火陣正噬食著假身的皮肉,洛餚的注意卻皆在“他”言語,不住用指腹摩挲長命鎖。
“存活者,勝矣。換言之,唯勝者能活命。從捉迷藏開始,我找到他們,我殺了他們,就是如此。我還以為這是我生來的宿命,可直到遇見你們,我才明白”
“他”語氣添了幾分陰惻惻,笑了下才說:“原來這真是我的命。你我分明一模一樣,又為何天差地別?多不公平。”

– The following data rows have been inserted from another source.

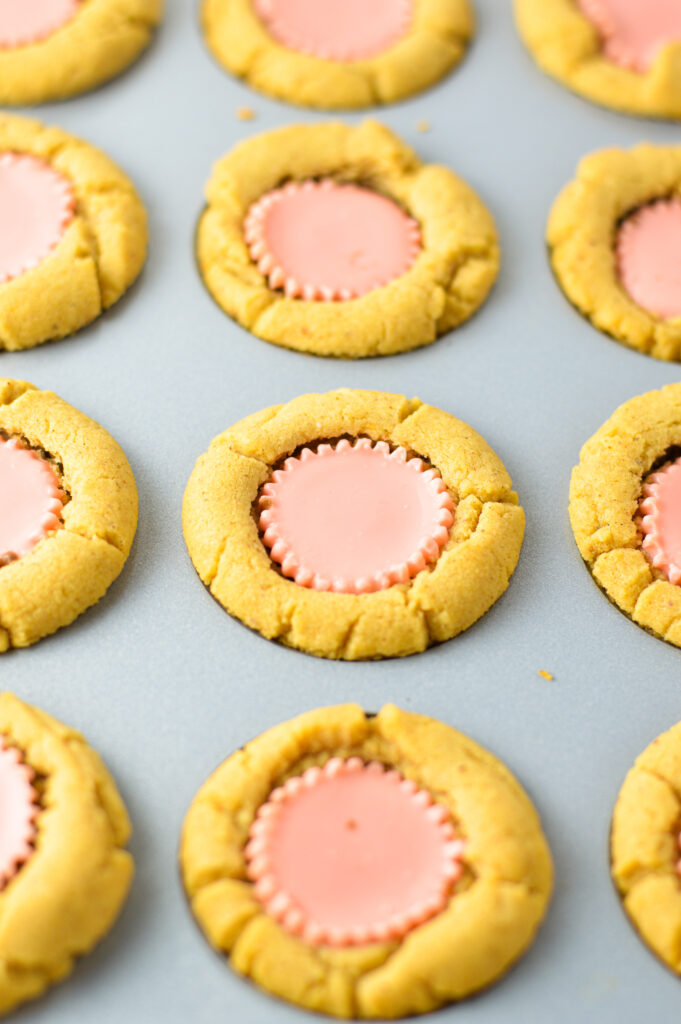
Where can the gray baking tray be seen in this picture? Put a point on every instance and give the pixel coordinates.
(165, 684)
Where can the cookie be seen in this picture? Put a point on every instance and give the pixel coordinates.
(340, 55)
(68, 513)
(626, 510)
(74, 233)
(613, 237)
(51, 49)
(338, 241)
(644, 846)
(621, 53)
(353, 524)
(366, 865)
(64, 872)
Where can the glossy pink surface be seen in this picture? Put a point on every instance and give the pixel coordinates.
(36, 208)
(24, 22)
(336, 30)
(648, 252)
(635, 31)
(354, 518)
(662, 520)
(321, 240)
(30, 499)
(351, 853)
(17, 811)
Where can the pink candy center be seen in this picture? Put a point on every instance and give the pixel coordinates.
(648, 251)
(354, 518)
(634, 32)
(31, 501)
(350, 853)
(36, 207)
(661, 521)
(24, 22)
(336, 30)
(321, 240)
(17, 811)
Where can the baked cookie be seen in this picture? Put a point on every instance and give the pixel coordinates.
(366, 865)
(626, 510)
(353, 524)
(50, 49)
(621, 53)
(64, 872)
(645, 846)
(340, 54)
(338, 241)
(68, 513)
(614, 241)
(74, 233)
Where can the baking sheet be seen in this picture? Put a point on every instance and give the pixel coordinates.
(165, 684)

“他”的噬骨銷魂陣僅針對假身而去,小白和青竹皆在陣外,雖內心焦急,也沒做出以身赴陣這等不理智的舉措,但冥火燒穿了林木,火勢以凡人無力阻礙的趨勢蔓延開來,濃煙滾滾,眾人逐漸感到呼吸不暢,窒息的危機遠超於“他”的威脅,一時間無暇顧及陣法,小白以鶯啼密語道:“逆風而行。”
感受到冥火之刃聚結的鬼道靈息倏然強勢,小白下意識地將視線稍移,卻忽似捱了一記石破天驚的猛錘。
砸得他牙關緊咬,鬢角冷汗直流。
火刃即將砍向刀下人脖頸的頃刻須臾,哪怕明知是假,他依舊心旌激盪,心跳從來沒有哪一刻這麼快、這麼用力,彷彿銼著蔽骨。

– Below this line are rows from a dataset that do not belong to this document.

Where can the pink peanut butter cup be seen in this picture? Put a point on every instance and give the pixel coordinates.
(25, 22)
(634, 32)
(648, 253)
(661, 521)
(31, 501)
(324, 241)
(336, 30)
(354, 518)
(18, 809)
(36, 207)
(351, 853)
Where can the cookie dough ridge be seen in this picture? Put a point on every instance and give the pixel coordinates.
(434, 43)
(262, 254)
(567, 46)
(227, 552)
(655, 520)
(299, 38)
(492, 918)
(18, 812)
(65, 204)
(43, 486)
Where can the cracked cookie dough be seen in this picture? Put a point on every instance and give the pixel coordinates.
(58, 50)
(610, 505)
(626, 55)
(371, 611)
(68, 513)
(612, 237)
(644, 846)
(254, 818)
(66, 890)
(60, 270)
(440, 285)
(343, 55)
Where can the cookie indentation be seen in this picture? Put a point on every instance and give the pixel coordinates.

好像洛餚背靠斷頭臺,“他”手起刀落,生命就如此這般隨便又輕易的
結束了。
人生天地之間,若白駒之過隙,忽然而己。
他情難自抑地向洛餚真身藏匿處偷望一眼,忍不住去想那行事追求於高風險高回報的人會不會沒聽他的話,洛餚心有靈犀地一抬眸,隔著火刑、凌遲和斬首與他目光相接。

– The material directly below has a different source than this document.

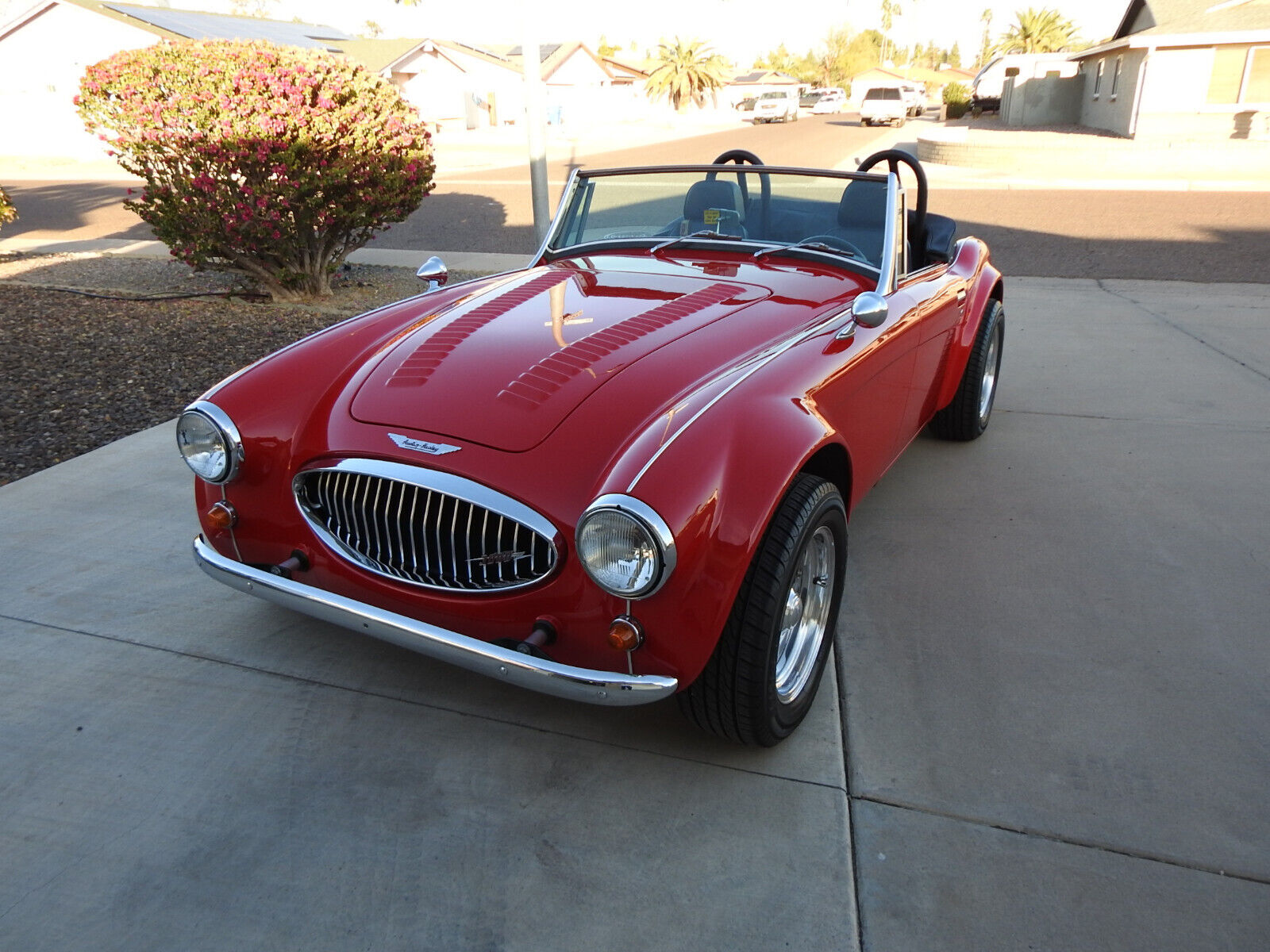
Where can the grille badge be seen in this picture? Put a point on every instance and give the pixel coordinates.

洛餚將那枚劍穗結成的扣半舉,遙遙在小白麵前晃動一瞬,立刻借龜息遁形訣躲藏入煙霧迷障之中。
小白這才能平定下緊張而憂悒的複雜思緒。“他”殺假身之後,目標便是自己與青竹二人,更有煙障作掩,神出鬼沒極難防範,勢必要打起十二分警惕。
此刻耳畔突聞鳥鳴之聲,他凝思辨了辨,原是青竹告知他身處的方位,心下幾度揣摩。濃煙勢往高處走,他只得從樹端躍下,燃燒產生的氣體使咽喉發癢,竭力壓抑著咳嗽之意,正當要轉向時,一股來者不善的靈息氣勢洶洶。
他手中劍猛然一橫,格開煙霧內突現的火刃。
刀刃破空像石子在平靜水面濺起水紋,他乾脆重心轉至一側,軀體如紙船一般憑波退避三尺,一招一式卻銳不可當。
小白的劍法由武叔傳授,武叔祖上五代前軍功顯赫,不過兩百來年過去早已沒落,兄弟皆戰死疆場,不知他為何在抱犢山長住下來,但饒是家道中落,仍然能把幾十斤的玄鐵重劍都舞得虎虎生風。
小白隨他修習五載,劍招中的猛厲勁道亦學了五分。
此外還有獨屬於自身的領悟,都說劍如骨,他手裡連柄桃花木劍都堅不可摧,奈何眼下是與刀體無形的火刃交鋒,多有受制,頗為棘手。
劍鋒斬斷襲至眼前的烈焰,劍光颯沓,幾根銀針雨絲落了下來,掠過薄而鋒利的刃身,被灼熱蒸成輕煙,嫋嫋升騰。
再一刃撼動蒼穹的劇顫之下,虺蚺以身抵擋,鱗甲迸發出類似金石摩擦之聲,小白劍勢迴旋,趁此刺其兩肋,劍意攜卷疾風,破開煙霧迷障,出時白刃,收時紅刃,可濃煙很快彌合,不知傷到“他”何處。